The banking system is fundamentally stronger and better managed than it was in the crisis of 2008-09. Nonetheless, banks face increasing depositor and market scrutiny intensified by the ambiguous comments from regulators and policy makers.
- Most, but not all, developed market banks are both well-capitalized and have strong access to liquidity.
- To understand the likely economic impacts from recent events, we make a few key observations about the overall stability of banks in developed markets and the fact that the budding financial distress stems, in part, from the painful interest rate shock the Fed delivered to the US economy.
- We believe the US economy is positioned for a shallow recession. Owing to a historically mild period of growth in employment since Covid hit in 2020, we would expect the US unemployment rate to rise two percentage points from its recent low over the course of 2023-2024.
- We still disagree with economists who think non-financial businesses and labor markets will come out of 2023’s financial turmoil unscathed. The US economy was already slowing before the unexpected failure of two US banks. We believe that already weak and vulnerable industries – particularly those dependent on bank lending – will be more impacted than previously expected.
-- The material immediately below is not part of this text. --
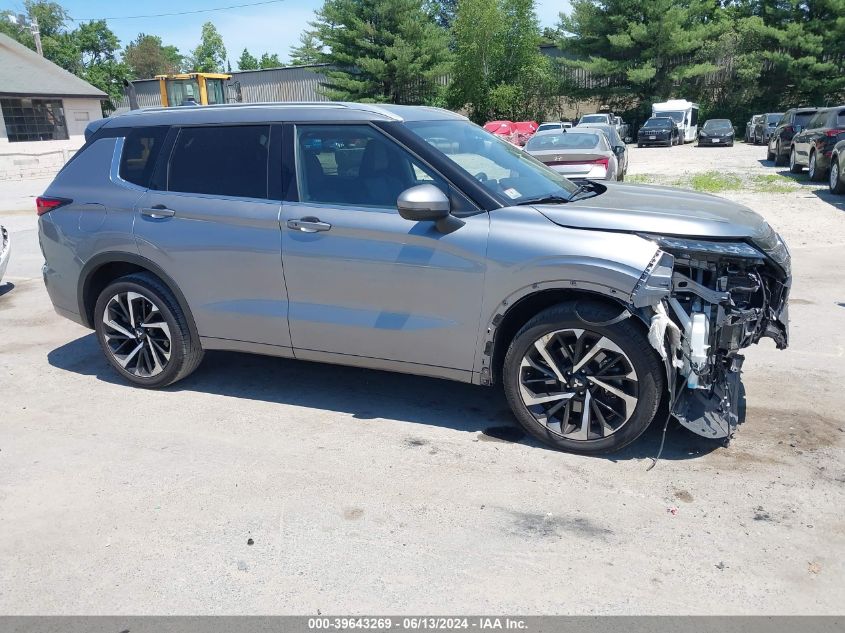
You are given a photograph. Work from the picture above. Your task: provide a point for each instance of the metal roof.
(281, 112)
(24, 72)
- With less credit available from banks, real estate industry weakness will only accelerate. Commercial real estate defaults are likely to balloon from present low levels as small and midsize banks shy away from extending new credit or restructuring old loans. But we don’t think this sector-level weakness portends a deep recession.
- How soon the Fed will ease monetary policy depends on the timing of job losses, but also financial developments that will drive the employment outlook. In the absence of a wave of further bank issues, we don’t think the Fed will unwind the past year’s tightening quickly. A weakening labor market and softening inflation could mean the Fed begins easing by late 2023.
- Non-financial shares have never avoided following banking shares into a correction.